The cast performs excellently and with deep emotion. The use of a few lesser-known actors is welcomed and gives the characters their proper space. The romance and tragedy is on full display; for example, it is particularly wise is that Christian Bale has limited screen time. Though independently funded, the drama matches any big-budget Hollywood film in this regard, as do the production values.
Costumes and scenery make the Ottoman world come alive and help to identify the distinction between decadent Constantinople and the backward Anatolian hinterlands. A modest amount of CGI enhances Spain, Portugal and Malta to be a very believable stand-in for Turkey. With the Turkish government’s continuing denial of the genocide, it is understandable that filming on location was out of the question.

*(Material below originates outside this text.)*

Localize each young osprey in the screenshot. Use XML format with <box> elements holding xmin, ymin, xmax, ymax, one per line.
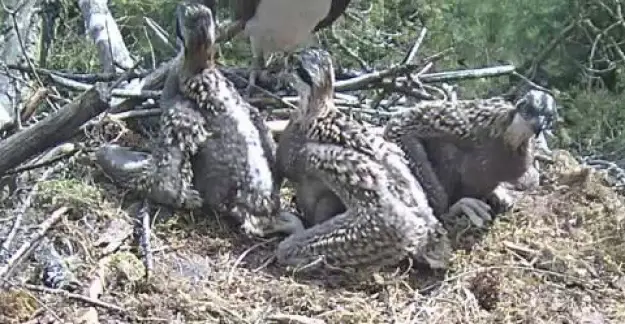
<box><xmin>219</xmin><ymin>0</ymin><xmax>351</xmax><ymax>94</ymax></box>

It’s clear that everyone involved felt the time was ripe for a big film treatment of the Armenian genocide, but though the result is thoroughly enjoyable, it suffers from lack of depth. It is far closer to “Titanic” than “Schindler’s List.” For instance, not once does the film explore why the Turks persecute the Armenians, but instead it leaves the Turks of the film distinctly flat. They are either representatives of an evil empire or, for reasons also unstated, secretly support the Armenians instead. It is hoped that American audiences fully appreciate the film and encourage more ambitious films about the Armenian genocide to explore its meaning further.
Nevertheless, if evaluated as a typical Hollywood epic, the film succeeds on all the standard marks. It has exotic locations and costumes, a love triangle, protagonists that persevere through cruel hardships — and of course, most of the characters don’t make it to the end. Cut down from its original three hours to a manageable 134 minutes, it makes for a great night out.
The screening was organized by the Pennoni Honors College in cooperation with the Westphal College of Media Arts & Design. Honors students had the unique opportunity to sit down with producer William Horberg and Dean of the honors college, Paula Marantz Cohen, before the show. Hornberg, who briefly spoke about the long history of creating such a film despite Turkish government opposition, also took questions from the audience afterward.
The general public will have to wait until April 28 for the film to be released.